Hello,
The map in question will be published through AGOL. I have a web map with a number of zones that are swept by a street sweeper. My goal is for the user to click on a given zone and get the schedule for that zone. The schedule has been worked out for the next year and a half and each zone's schedule has been listed and formatted in text. Like this:
"
Route 11
This route is swept on the following Fridays between 3am and 11am:
Friday, June 7, 2019
Friday, July 12, 2019
Friday, August 16, 2019
Friday, September 20, 2019
Friday, October 25, 2019
Friday, November 29, 2019
Friday, January 3, 2020
Friday, February 7, 2020
Friday, March 13, 2020
Friday, April 17, 2020
Friday, May 22, 2020
Friday, June 26, 2020
Friday, July 31, 2020
Friday, September 4, 2020
Friday, October 9, 2020
Friday, November 13, 2020
Friday, December 18, 2020
This schedule may change if the sweeper truck is needed to respond to other situations like storms or accidents. The schedule may also be affected by holidays and staffing availability.

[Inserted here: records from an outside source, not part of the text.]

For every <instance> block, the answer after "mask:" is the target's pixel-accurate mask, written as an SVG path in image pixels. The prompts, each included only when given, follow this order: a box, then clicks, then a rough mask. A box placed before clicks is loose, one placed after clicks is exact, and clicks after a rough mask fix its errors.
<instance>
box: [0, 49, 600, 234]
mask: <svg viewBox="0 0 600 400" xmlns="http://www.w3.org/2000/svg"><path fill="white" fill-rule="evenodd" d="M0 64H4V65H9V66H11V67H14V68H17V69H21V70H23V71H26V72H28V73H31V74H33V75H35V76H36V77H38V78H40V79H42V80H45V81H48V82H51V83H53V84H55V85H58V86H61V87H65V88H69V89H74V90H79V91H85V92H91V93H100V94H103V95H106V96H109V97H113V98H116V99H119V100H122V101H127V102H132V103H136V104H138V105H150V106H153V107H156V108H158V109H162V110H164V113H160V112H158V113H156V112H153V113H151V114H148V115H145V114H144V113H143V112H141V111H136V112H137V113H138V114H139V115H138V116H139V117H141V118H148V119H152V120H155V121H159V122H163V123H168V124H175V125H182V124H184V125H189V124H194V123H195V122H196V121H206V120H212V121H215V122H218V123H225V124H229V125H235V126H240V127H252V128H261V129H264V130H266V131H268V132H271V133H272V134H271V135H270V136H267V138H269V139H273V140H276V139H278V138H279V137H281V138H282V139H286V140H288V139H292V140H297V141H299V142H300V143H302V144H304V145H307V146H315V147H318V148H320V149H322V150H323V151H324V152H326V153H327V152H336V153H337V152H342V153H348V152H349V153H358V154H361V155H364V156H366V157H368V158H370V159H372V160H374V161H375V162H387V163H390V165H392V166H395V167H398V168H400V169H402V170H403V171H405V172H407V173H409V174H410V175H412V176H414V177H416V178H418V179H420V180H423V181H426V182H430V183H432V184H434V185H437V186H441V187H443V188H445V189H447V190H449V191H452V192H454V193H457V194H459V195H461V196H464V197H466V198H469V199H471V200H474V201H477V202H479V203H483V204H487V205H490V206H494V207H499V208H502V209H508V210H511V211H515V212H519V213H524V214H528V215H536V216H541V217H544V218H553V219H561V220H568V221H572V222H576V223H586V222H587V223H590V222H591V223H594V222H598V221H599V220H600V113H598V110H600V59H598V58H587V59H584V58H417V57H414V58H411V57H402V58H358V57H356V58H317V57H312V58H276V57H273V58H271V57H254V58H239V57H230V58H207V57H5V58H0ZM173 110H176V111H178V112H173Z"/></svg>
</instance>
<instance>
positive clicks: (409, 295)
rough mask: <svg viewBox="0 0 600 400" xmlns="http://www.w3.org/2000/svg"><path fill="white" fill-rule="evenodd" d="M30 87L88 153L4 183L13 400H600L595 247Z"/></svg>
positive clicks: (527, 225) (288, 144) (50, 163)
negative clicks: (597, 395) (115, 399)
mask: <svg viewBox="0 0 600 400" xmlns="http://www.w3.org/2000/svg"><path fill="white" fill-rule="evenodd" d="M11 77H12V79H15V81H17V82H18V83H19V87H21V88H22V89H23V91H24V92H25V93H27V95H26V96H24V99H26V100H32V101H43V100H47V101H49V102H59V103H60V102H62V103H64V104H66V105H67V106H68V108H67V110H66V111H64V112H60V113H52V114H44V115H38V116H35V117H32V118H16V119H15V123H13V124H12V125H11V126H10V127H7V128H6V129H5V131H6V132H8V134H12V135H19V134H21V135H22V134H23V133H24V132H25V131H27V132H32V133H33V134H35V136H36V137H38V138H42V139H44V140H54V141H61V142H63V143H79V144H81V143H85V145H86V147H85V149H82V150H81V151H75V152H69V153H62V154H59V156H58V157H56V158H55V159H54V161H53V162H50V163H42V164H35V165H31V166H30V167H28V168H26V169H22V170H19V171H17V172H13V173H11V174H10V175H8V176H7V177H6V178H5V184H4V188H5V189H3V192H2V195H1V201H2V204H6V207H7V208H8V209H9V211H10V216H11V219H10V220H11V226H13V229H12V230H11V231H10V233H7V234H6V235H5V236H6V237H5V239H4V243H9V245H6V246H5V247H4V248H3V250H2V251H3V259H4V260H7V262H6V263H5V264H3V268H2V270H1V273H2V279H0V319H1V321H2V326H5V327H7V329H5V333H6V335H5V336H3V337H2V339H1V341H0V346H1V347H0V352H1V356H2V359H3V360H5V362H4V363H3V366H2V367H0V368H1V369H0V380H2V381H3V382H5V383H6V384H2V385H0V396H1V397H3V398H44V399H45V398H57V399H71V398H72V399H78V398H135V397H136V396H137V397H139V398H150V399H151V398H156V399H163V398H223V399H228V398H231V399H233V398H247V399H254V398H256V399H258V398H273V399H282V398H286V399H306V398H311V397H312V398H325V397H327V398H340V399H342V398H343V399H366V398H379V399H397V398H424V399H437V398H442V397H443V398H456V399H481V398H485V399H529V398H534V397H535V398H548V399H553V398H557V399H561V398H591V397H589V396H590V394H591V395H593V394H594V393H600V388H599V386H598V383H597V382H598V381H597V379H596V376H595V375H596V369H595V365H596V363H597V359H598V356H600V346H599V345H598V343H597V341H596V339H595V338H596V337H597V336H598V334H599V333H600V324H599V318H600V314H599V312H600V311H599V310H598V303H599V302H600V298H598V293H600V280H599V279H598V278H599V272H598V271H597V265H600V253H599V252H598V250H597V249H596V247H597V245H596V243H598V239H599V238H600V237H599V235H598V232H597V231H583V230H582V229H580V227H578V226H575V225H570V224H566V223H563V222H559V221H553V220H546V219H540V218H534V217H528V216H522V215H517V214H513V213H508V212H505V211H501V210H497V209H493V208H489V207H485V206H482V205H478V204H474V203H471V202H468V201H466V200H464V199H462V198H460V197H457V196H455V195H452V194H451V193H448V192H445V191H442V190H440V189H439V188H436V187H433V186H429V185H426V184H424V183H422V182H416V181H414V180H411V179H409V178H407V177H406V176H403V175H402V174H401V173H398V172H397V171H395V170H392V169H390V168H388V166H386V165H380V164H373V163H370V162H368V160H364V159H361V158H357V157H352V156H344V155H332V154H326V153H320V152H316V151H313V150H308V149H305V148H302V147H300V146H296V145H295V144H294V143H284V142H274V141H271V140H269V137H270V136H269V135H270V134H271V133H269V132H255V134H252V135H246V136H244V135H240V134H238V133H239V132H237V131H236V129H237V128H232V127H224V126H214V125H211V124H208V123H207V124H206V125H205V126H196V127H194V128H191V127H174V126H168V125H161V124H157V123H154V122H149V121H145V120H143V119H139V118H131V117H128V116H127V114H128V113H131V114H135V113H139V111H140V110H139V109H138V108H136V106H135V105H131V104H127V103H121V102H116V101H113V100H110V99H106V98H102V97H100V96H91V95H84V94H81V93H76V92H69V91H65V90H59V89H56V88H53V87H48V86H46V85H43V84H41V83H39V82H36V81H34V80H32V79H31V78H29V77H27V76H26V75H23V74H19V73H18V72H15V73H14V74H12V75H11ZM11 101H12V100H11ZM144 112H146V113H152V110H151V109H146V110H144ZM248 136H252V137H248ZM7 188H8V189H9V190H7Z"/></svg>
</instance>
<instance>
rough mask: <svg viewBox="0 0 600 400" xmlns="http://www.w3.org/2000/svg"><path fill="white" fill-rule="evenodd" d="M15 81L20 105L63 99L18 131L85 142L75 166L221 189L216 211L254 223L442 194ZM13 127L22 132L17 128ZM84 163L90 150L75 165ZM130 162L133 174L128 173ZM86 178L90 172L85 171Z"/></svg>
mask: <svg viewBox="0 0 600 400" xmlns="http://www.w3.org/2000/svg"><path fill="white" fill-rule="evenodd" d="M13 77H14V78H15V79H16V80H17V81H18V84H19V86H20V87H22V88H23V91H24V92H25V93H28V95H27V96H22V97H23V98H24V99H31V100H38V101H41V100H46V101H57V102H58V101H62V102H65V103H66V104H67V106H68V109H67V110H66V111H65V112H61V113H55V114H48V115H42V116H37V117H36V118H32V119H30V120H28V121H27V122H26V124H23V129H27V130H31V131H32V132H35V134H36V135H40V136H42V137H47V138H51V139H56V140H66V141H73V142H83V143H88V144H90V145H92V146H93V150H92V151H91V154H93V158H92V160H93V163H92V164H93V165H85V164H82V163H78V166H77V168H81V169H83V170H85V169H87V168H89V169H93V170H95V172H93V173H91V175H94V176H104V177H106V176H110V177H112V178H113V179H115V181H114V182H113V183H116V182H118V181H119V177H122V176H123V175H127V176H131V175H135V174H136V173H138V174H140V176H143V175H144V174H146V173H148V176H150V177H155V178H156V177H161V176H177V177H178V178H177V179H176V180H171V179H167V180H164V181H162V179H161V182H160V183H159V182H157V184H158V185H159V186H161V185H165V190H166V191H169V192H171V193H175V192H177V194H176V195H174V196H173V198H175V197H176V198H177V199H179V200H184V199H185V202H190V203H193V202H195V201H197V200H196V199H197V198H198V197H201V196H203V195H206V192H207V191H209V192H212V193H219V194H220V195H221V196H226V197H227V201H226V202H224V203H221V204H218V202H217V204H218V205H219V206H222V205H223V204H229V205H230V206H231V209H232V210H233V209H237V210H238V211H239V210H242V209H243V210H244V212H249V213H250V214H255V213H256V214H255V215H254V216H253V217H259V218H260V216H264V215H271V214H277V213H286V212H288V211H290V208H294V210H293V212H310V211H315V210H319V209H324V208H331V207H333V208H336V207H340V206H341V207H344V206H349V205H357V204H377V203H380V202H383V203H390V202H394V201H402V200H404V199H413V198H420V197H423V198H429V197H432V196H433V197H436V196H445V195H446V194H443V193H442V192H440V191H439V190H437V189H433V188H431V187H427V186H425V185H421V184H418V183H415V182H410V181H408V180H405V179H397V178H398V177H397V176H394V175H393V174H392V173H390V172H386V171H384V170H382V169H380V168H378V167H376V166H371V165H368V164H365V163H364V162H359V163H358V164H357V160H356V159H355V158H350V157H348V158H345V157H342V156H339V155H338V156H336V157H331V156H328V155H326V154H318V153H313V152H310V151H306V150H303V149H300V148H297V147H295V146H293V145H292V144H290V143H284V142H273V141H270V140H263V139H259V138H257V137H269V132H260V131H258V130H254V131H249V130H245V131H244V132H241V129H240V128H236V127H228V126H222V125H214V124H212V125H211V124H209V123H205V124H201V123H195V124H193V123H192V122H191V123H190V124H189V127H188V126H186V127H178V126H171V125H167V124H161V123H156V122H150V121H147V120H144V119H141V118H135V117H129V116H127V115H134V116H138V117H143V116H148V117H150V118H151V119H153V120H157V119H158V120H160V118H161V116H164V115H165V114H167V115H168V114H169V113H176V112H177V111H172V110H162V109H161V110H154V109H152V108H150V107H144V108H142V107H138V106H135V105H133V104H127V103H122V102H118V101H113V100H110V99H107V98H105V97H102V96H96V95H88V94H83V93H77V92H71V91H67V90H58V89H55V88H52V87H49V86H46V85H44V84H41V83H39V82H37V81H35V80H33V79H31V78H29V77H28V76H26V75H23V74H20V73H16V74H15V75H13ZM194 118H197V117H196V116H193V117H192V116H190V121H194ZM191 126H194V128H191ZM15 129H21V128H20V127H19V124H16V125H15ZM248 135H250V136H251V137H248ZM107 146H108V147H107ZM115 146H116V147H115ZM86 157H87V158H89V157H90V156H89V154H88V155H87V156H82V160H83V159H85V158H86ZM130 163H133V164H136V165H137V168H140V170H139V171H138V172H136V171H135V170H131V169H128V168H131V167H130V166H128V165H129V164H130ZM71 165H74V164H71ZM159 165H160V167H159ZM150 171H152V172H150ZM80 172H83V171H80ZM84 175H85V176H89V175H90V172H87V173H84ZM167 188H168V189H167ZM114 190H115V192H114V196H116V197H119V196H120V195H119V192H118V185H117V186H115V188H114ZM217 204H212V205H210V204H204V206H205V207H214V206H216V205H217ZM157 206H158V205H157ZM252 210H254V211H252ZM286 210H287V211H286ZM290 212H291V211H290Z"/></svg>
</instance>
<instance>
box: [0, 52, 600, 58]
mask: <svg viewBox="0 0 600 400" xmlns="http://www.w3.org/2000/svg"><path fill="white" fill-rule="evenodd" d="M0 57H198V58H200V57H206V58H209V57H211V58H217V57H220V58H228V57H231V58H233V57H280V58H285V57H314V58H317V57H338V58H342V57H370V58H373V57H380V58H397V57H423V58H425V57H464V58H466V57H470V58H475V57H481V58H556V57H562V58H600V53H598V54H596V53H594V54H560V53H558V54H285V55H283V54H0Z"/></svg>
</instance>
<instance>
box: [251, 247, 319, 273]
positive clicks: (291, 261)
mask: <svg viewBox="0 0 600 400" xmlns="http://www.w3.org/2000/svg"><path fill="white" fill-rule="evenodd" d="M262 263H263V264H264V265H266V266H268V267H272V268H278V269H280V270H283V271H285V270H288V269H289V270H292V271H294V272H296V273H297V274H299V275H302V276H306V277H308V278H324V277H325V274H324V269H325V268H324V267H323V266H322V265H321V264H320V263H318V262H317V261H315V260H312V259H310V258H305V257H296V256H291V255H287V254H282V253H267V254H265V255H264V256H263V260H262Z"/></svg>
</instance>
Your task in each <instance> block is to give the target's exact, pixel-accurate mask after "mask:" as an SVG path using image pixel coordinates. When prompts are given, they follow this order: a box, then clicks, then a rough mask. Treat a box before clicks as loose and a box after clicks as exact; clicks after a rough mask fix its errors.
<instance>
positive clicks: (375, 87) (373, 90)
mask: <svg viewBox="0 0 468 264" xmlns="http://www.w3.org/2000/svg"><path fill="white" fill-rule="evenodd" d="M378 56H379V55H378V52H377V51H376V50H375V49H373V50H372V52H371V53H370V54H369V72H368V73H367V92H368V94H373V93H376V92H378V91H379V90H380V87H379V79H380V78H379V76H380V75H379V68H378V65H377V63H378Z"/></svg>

Please note that not every street in any given sweeper zone is swept. Only the streets highlighted on the map are included in the route. The most common reasons for streets not being included are either that they are private, or too steep, narrow or windy for the sweeper truck to maneuver."
What I would like to do is write an Arcade statement that says if the Route Id is 11 return 'This big block of formatted text'
else if Route ID is 8 return 'This other big block of text', etc, etc.
I believe the problem is the multi-line nature of the text. Is there any way around this?
I considered using a StoryMap and putting each zone/schedule in its own tab, but although a tab can link to a feature, a feature cannot open a given tab--at least not to my knowledge and not in AGOL. Maybe in Portal with custom code, but that is not available to me.
Thoughts?
Thanks,
Zak--
Solved! Go to Solution.
Hi Zak,
You can certainly do this with arcade and an If/Else statement. The line breaks do make it a bit complex but it can be done like this:
"This route is swept on the following Fridays between 3am and 11am:" + TextFormatting.NewLine +
"Friday, June 7, 2019" + TextFormatting.NewLine +
"Friday, July 12, 2019" + TextFormatting.NewLine +
"Friday, August 16, 2019" + TextFormatting.NewLine
Personally, I like using the "TextFormatting.NewLine" and a line break so it is easier to get an idea of what the end product will look like. However, you could just simply keep everything on one line for simplicities sake (ie "This route is swept on the following Fridays between 3am and 11am:" + TextFormatting.NewLine +"Friday, June 7, 2019").
You can also take advantage of using variables for standard texts (like the disclaimer at the bottom). This could look something like this:
var route_11 = "Line 1" + TextFormatting.NewLine + "Line 2"
var standard_text = "Standard Disclaimer"
if($feature.RouteID == 11 ){
return route_11 + TextFormatting.NewLine + standard_text
}
else{
return standard_text
}
Cheers,
Andy
Hi Zak,
You can certainly do this with arcade and an If/Else statement. The line breaks do make it a bit complex but it can be done like this:
"This route is swept on the following Fridays between 3am and 11am:" + TextFormatting.NewLine +
"Friday, June 7, 2019" + TextFormatting.NewLine +
"Friday, July 12, 2019" + TextFormatting.NewLine +
"Friday, August 16, 2019" + TextFormatting.NewLine
Personally, I like using the "TextFormatting.NewLine" and a line break so it is easier to get an idea of what the end product will look like. However, you could just simply keep everything on one line for simplicities sake (ie "This route is swept on the following Fridays between 3am and 11am:" + TextFormatting.NewLine +"Friday, June 7, 2019").
You can also take advantage of using variables for standard texts (like the disclaimer at the bottom). This could look something like this:
var route_11 = "Line 1" + TextFormatting.NewLine + "Line 2"
var standard_text = "Standard Disclaimer"
if($feature.RouteID == 11 ){
return route_11 + TextFormatting.NewLine + standard_text
}
else{
return standard_text
}
Cheers,
Andy
Thanks Andy,
That did it for me. I tried the TextFormatting.NewLine earlier, but I forgot to concatenate it...
This is tedious, but once it's done, it's done and the popup will have all the information with no extra clicks.